I am using MySQL version 5.5.14 to run the following query from a table of 5 Million rows:
SELECT P.ID, P.Type, P.Name, P.cty
, X(P.latlng) as 'lat', Y(P.latlng) as 'lng'
, P.cur, P.ak, P.tn, P.St, P.Tm, P.flA, P.ldA, P.flN
, P.lv, P.bd, P.bt, P.nb
, P.ak * E.usD as 'usP'
FROM PIG P
INNER JOIN EEL E
ON E.cur = P.cur
WHERE act='1'
AND flA >= '1615'
AND ldA >= '0'
AND yr >= (YEAR(NOW()) - 100)
AND lv >= '0'
AND bd >= '3'
AND bt >= '2'
AND nb <= '5'
AND cDate >= NOW()
AND MBRContains(LineString( Point(-65.6583, -87.8906)
, Point(65.6583, 87.8906)
), latlng)
AND Type = 'g'
AND tn = 'l'
AND St + Tm - YEAR(NOW()) >= '30'
HAVING usP BETWEEN 300/2 AND 300 LIMIT 100;
The table definitions are:
CREATE TABLE `PIG` (
`ID` int(10) unsigned NOT NULL AUTO_INCREMENT,
`Email` char(50) NOT NULL,
`Type` char(1) NOT NULL,
`Name` char(25) DEFAULT NULL,
`cty` char(2) DEFAULT NULL,
`latlng` point NOT NULL,
`tn` char(1) NOT NULL DEFAULT 'l',
`St` smallint(4) unsigned NOT NULL DEFAULT '0',
`Tm` smallint(3) unsigned NOT NULL DEFAULT '0',
`yr` smallint(4) unsigned NOT NULL DEFAULT '0',
`flA` mediumint(6) unsigned NOT NULL DEFAULT '0',
`ldA` mediumint(6) unsigned NOT NULL DEFAULT '0',
`flN` smallint(3) unsigned NOT NULL DEFAULT '1',
`lv` smallint(3) unsigned NOT NULL DEFAULT '0',
`bd` tinyint(2) unsigned NOT NULL DEFAULT '0',
`bt` tinyint(2) unsigned NOT NULL DEFAULT '0',
`nb` tinyint(1) unsigned NOT NULL DEFAULT '9',
`cur` char(3) DEFAULT NULL,
`ak` int(10) unsigned NOT NULL DEFAULT '0',
`Des` tinytext,
`pDate` datetime DEFAULT NULL,
`cDate` date DEFAULT NULL,
`act` tinyint(1) unsigned NOT NULL DEFAULT '0',
`bid` tinyint(3) unsigned NOT NULL DEFAULT '0',
`ab` tinyint(3) unsigned NOT NULL DEFAULT '0',
PRIMARY KEY (`ID`),
KEY `id_ca` (`cty`,`ak`),
SPATIAL KEY `id_latlng` (`latlng`)
) ENGINE=MyISAM AUTO_INCREMENT=5000001 DEFAULT CHARSET=latin1
And:
CREATE TABLE `EEL` (
`cur` char(3) NOT NULL,
`usD` decimal(11,10) NOT NULL,
PRIMARY KEY (`cur`)
) ENGINE=MyISAM DEFAULT CHARSET=latin1
The following shows the query execution plan:
*************************** 1. row ***************************
id: 1
select_type: SIMPLE
table: P
type: range
possible_keys: id_latlng
key: id_latlng
key_len: 34
ref: NULL
rows: 742873
Extra: Using where
*************************** 2. row ***************************
id: 1
select_type: SIMPLE
table: E
type: eq_ref
possible_keys: PRIMARY
key: PRIMARY
key_len: 3
ref: BS.P.cur
rows: 1
Extra:
This query does not use query cache due to the presence of NOW() function.
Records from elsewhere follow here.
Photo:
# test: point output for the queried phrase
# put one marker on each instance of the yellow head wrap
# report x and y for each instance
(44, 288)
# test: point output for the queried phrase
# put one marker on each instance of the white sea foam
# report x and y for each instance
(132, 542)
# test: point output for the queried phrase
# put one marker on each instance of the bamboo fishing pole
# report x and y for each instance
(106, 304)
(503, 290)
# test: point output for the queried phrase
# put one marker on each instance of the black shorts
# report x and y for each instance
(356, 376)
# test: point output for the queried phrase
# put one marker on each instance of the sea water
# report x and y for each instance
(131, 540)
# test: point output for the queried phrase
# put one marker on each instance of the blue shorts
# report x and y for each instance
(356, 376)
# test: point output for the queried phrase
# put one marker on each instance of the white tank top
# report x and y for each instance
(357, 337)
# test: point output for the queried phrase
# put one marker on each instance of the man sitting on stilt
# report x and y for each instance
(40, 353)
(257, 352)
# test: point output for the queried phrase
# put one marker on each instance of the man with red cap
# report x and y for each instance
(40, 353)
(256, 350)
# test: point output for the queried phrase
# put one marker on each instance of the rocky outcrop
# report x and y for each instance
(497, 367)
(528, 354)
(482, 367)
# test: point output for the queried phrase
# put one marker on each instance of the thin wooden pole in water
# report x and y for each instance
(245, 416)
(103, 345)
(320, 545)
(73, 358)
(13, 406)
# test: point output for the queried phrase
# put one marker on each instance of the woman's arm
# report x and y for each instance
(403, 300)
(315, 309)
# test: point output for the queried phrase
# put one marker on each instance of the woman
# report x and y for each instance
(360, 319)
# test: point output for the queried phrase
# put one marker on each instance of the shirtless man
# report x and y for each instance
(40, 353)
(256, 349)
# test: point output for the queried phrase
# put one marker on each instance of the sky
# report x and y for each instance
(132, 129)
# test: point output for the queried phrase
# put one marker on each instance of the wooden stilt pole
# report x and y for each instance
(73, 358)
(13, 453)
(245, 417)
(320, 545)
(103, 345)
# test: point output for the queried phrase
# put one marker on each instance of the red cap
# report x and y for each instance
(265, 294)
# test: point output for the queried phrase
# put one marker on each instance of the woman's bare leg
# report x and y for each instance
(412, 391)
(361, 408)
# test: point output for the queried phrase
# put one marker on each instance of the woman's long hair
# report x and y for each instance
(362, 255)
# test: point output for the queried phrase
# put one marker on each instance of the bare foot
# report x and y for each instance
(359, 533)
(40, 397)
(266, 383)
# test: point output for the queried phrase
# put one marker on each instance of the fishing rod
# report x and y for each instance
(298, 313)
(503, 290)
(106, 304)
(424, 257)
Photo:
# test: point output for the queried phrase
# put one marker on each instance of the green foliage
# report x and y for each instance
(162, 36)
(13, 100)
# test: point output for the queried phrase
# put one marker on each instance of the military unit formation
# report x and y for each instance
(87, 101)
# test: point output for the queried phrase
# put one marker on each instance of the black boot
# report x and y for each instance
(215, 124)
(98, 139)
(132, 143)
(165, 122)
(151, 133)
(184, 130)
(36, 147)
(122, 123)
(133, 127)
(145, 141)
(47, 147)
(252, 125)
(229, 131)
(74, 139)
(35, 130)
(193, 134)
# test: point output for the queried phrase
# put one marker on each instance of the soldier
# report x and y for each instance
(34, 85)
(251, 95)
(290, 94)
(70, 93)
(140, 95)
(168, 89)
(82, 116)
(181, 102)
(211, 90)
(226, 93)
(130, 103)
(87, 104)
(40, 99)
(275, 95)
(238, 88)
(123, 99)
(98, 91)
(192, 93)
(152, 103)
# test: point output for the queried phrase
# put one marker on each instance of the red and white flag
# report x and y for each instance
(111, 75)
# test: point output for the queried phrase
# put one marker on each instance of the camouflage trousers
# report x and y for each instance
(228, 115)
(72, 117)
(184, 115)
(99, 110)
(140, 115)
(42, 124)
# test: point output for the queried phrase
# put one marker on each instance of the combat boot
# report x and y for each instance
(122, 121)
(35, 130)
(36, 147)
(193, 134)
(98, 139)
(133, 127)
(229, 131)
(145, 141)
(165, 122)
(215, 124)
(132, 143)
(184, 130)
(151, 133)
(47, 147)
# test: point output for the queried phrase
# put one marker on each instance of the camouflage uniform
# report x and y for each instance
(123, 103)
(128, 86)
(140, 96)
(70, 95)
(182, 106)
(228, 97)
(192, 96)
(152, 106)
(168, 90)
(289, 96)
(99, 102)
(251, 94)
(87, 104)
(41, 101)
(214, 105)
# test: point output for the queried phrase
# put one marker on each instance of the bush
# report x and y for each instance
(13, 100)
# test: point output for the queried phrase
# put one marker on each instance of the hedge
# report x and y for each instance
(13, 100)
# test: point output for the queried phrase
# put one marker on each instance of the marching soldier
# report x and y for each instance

From my previous posting, I discovered that other forms of cache exist to speed up the query from initial time of 300s down to less than 2s. My question is: "how does one improve the above query time, knowing that the cache won't be of much use since the search criteria for latlng is constantly changing?" Note that a spatial index on latlng has already been built for optimisation purpose.
Cheers, Ben
解决方案
Good indexes are the ones with high selectivity. Your conditions are mostly range conditions and this poses a limit on the fields that can be used in a composite index.
Possible indexes to investigate (composed from those fields that have an equality check with the addition in the end, of one field with a range check):
(act, Type, tn, flA)
(act, Type, tn, cDate)
(act, Type, tn, nb)
To check selectivity without creating indexes, you could use:
SELECT COUNT(*)
FROM PIG P
WHERE act='1'
AND Type = 'g'
AND tn = 'l'
AND flA >= '1615'
and
SELECT COUNT(*)
FROM PIG P
WHERE act='1'
AND Type = 'g'
AND tn = 'l'
AND cDate >= NOW()
and
SELECT COUNT(*)
FROM PIG P
WHERE act='1'
AND Type = 'g'
AND tn = 'l'
AND nb <= '5'
and compare the output with the 742873 you have from the spatial index.